Выбрать главу

И, одеваясь, она вдруг спрашивала своего партнера, как он находит труд Николо Макиавелли «Государь»?

— Чего? — открывал рот партнер.

— Ничего. Рот закрой, кишки простудишь.

Мало кто мог поддерживать с Онопой беседу после энергичной пляски в постели. Те же, кто был способен не только произносить слова, но и адекватно вести беседу, вызывали у Онопы искреннее уважение, как люди, способные добыть знания не только через умопомрачительный трах, но и сами по себе.

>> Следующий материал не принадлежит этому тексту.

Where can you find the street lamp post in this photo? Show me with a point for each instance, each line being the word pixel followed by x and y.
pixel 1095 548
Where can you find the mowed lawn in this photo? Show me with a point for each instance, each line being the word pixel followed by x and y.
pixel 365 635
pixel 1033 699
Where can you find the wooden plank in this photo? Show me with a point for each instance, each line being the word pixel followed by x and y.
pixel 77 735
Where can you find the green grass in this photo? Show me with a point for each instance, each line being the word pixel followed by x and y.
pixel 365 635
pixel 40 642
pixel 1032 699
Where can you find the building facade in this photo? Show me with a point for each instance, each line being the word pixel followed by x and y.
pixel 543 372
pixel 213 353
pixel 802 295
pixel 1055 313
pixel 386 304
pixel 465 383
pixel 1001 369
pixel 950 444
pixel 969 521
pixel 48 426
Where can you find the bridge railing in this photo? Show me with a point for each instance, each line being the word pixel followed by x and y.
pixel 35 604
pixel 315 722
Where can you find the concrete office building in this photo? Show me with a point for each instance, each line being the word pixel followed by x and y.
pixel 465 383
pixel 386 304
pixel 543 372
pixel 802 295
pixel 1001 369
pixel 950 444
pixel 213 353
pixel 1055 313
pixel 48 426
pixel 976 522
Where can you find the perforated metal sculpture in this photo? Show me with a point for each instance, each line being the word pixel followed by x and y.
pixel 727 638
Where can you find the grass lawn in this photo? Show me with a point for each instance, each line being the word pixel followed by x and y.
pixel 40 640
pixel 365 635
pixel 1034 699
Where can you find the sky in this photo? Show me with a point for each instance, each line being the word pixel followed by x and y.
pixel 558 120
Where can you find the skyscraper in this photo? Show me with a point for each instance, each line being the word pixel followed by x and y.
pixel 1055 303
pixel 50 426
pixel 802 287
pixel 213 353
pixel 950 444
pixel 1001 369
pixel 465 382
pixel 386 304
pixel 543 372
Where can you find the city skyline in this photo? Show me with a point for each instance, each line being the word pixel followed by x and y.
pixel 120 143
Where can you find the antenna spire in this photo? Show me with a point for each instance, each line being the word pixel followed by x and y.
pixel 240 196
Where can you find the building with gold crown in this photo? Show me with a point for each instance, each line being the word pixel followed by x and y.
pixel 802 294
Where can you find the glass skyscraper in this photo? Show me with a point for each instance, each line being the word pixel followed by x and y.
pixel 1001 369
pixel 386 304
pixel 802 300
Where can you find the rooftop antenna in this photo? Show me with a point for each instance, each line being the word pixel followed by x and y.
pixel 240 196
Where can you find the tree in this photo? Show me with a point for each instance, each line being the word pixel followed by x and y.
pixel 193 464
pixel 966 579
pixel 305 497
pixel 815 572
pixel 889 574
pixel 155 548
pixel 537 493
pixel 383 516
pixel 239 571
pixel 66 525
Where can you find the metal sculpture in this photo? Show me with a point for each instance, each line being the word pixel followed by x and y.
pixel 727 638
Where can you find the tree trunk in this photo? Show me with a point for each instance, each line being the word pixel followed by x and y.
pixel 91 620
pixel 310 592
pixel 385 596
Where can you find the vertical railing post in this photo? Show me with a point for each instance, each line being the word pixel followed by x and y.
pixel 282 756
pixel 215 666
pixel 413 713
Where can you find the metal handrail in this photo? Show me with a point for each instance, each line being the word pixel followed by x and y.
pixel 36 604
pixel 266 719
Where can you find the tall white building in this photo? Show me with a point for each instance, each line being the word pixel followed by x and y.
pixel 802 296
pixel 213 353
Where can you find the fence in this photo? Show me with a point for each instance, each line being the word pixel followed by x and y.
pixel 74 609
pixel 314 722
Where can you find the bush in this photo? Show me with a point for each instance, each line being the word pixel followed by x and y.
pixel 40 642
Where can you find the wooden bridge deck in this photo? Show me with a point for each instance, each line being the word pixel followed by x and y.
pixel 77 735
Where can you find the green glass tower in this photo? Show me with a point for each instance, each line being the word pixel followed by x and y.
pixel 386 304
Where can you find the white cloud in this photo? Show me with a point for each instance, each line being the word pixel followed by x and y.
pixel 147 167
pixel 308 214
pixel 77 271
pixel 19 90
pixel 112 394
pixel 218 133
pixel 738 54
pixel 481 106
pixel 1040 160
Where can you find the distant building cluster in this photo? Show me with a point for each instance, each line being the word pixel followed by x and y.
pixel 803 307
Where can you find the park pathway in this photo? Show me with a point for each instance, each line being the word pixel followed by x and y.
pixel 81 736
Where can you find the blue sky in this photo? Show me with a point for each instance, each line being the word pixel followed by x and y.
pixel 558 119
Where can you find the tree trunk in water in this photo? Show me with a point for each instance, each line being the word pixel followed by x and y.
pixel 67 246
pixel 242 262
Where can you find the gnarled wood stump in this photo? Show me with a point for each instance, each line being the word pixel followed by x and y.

Хотя Онопа всегда блестяще сдавала экзамены, выше четверки ей ничего не ставили — облико морале, по мнению преподавателей, подкачал. Но Ираиду это не огорчало, поскольку высшее образование она воспринимала не как красный или синий диплом, а как добротное и надежное понимание жизни. О жизни Онопа понимала все. И знала тоже очень многое.

Многия знания не отягощали Онопу многимя скорбями, жила она легко, и не то, чтобы совсем беззаботно, но как мудрый человек не ставила эти заботы во главу угла. Многие стервы и стервецы умерли раньше времени только по той причине, что Онопа срать на них хотела и не обращала на козни ни малейшего внимания. Атмосфера вокруг Онопы очищалась от негативных флюидов, дохли тараканы и микробы, расцветали гортензии, кактусы, папоротники и даже иногда суровая вахтерша тетя Зина пятидесяти пяти лет.

Однажды Онопа поняла, что ждет ребенка. Неизвестно от кого. То есть случилось так, что отцом этого ребенка мог стать кто угодно из тех двадцати мужчин и юношей, с которыми она имела тесный контакт полтора месяца назад.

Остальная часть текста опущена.